Hormonal Contraception and Massive Pulmonary Embolism in a COVID-19 Ambulatory Patient: A Case Report.

作者信息

Valenzuela-Vallejo Laura, Corredor-Orlandelli David, Alzate-Ricaurte Sergio, Hernández-Santamaría Valentina, Aguirre-Ruiz Juan Felipe, Peña-Peña Adwar

机构信息

School of Medicine and Health Sciences, Universidad del Rosario, Bogotá 110111, Colombia.

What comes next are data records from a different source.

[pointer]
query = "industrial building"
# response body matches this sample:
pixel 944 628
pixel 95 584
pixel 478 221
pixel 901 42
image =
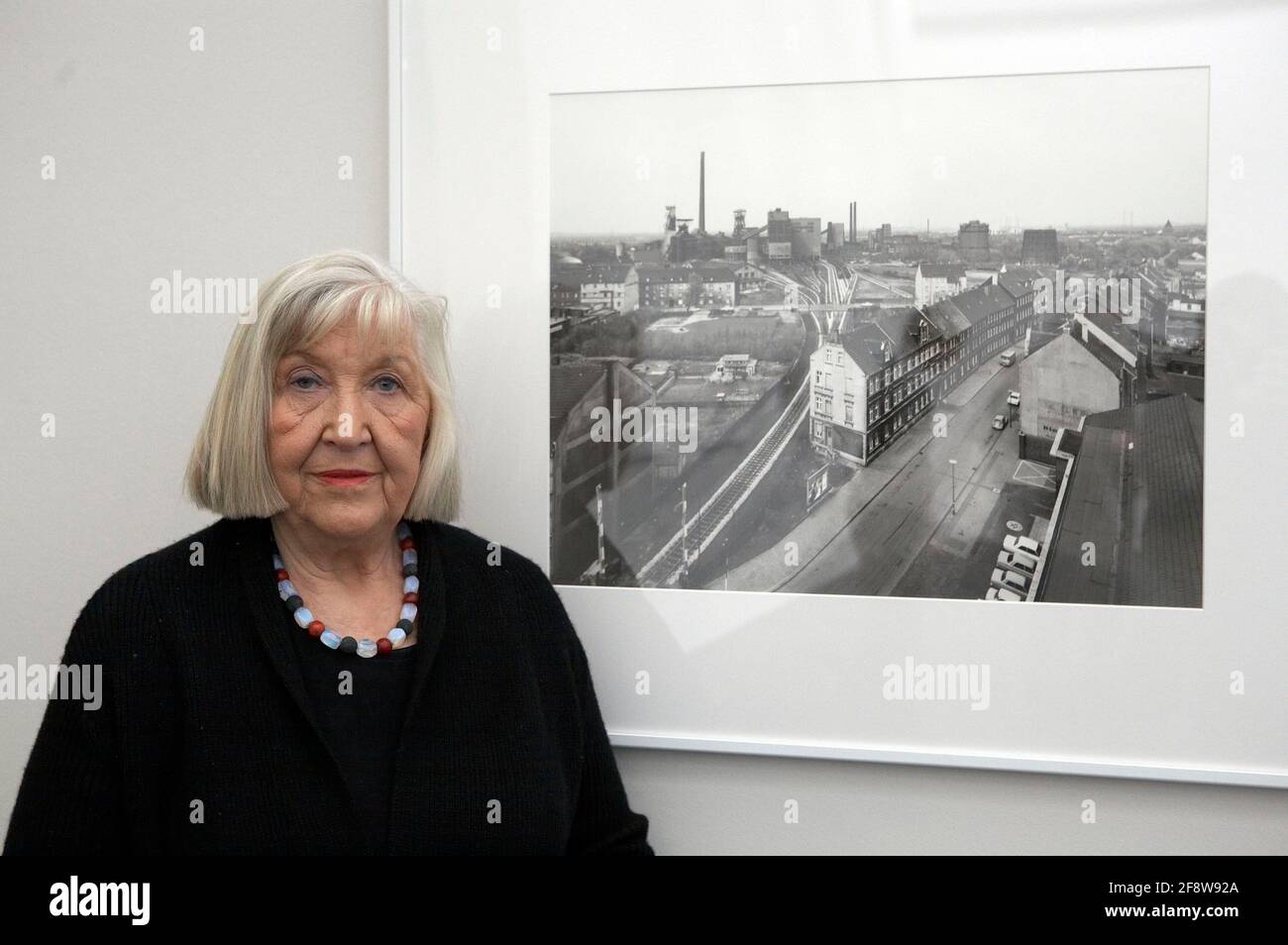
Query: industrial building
pixel 1087 368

Internal Medicine Department Fundación Cardioinfantil-LaCardio, Bogotá 110111, Colombia.

出版信息

Clin Pract. 2021 Nov 26;11(4):914-918. doi: 10.3390/clinpract11040105.

Abstract

Coronavirus 19 disease (COVID-19) presents a highly variable clinical presentation and course, ranging from asymptomatic patients to rapidly progressive, fatal pneumonia. The known heterogeneous outcomes can affect both previously healthy patients and those with significant comorbidities, who develop clinical courses with possibly more multisystemic compromise. Likewise, the development of thrombotic phenomena during the acute course of the disease is associated with complications that worsen patient prognosis. We present a case report of a 45-year-old multiparous patient with a history of overweight and chronic use of oral hormonal contraception with low doses of levonorgestrel and estradiol as the only risk factors favoring the development of thrombotic events. During her outpatient COVID-19 clinical course, she developed massive pulmonary thromboembolism resulting in secondary obstructive shock, which required pharmacological thrombolysis. At discharge, hormonal contraception was considered contraindicated, and the patient was released from our institution with continued oral anticoagulant therapy. COVID-19 infection, contraceptive hormone therapy, and overweight are known risk factors for the development of thromboembolic events. The impact of their concomitance has not been studied to date. From our experience, we discuss the impact these risk factors have when present together and invite others to report similar cases.

摘要

冠状病毒病19(COVID-19)临床表现高度多变,从无症状患者到快速进展的致命性肺炎不等。已知的不同结局会影响既往健康的患者以及患有严重合并症的患者,后者可能会出现更多多系统功能受损的临床病程。同样,在疾病急性期出现的血栓形成现象与恶化患者预后的并发症相关。我们报告一例45岁经产妇病例,其有超重病史且长期使用低剂量左炔诺孕酮和雌二醇的口服激素避孕药,这是唯一有利于血栓形成事件发生的危险因素。在她的COVID-19门诊临床病程中,她发生了大面积肺血栓栓塞,导致继发性梗阻性休克,需要进行药物溶栓治疗。出院时,激素避孕被视为禁忌,患者出院时继续接受口服抗凝治疗。COVID-19感染、避孕激素治疗和超重是已知的血栓栓塞事件发生的危险因素。它们同时存在的影响迄今尚未得到研究。根据我们的经验,我们讨论了这些危险因素同时存在时的影响,并邀请其他人员报告类似病例。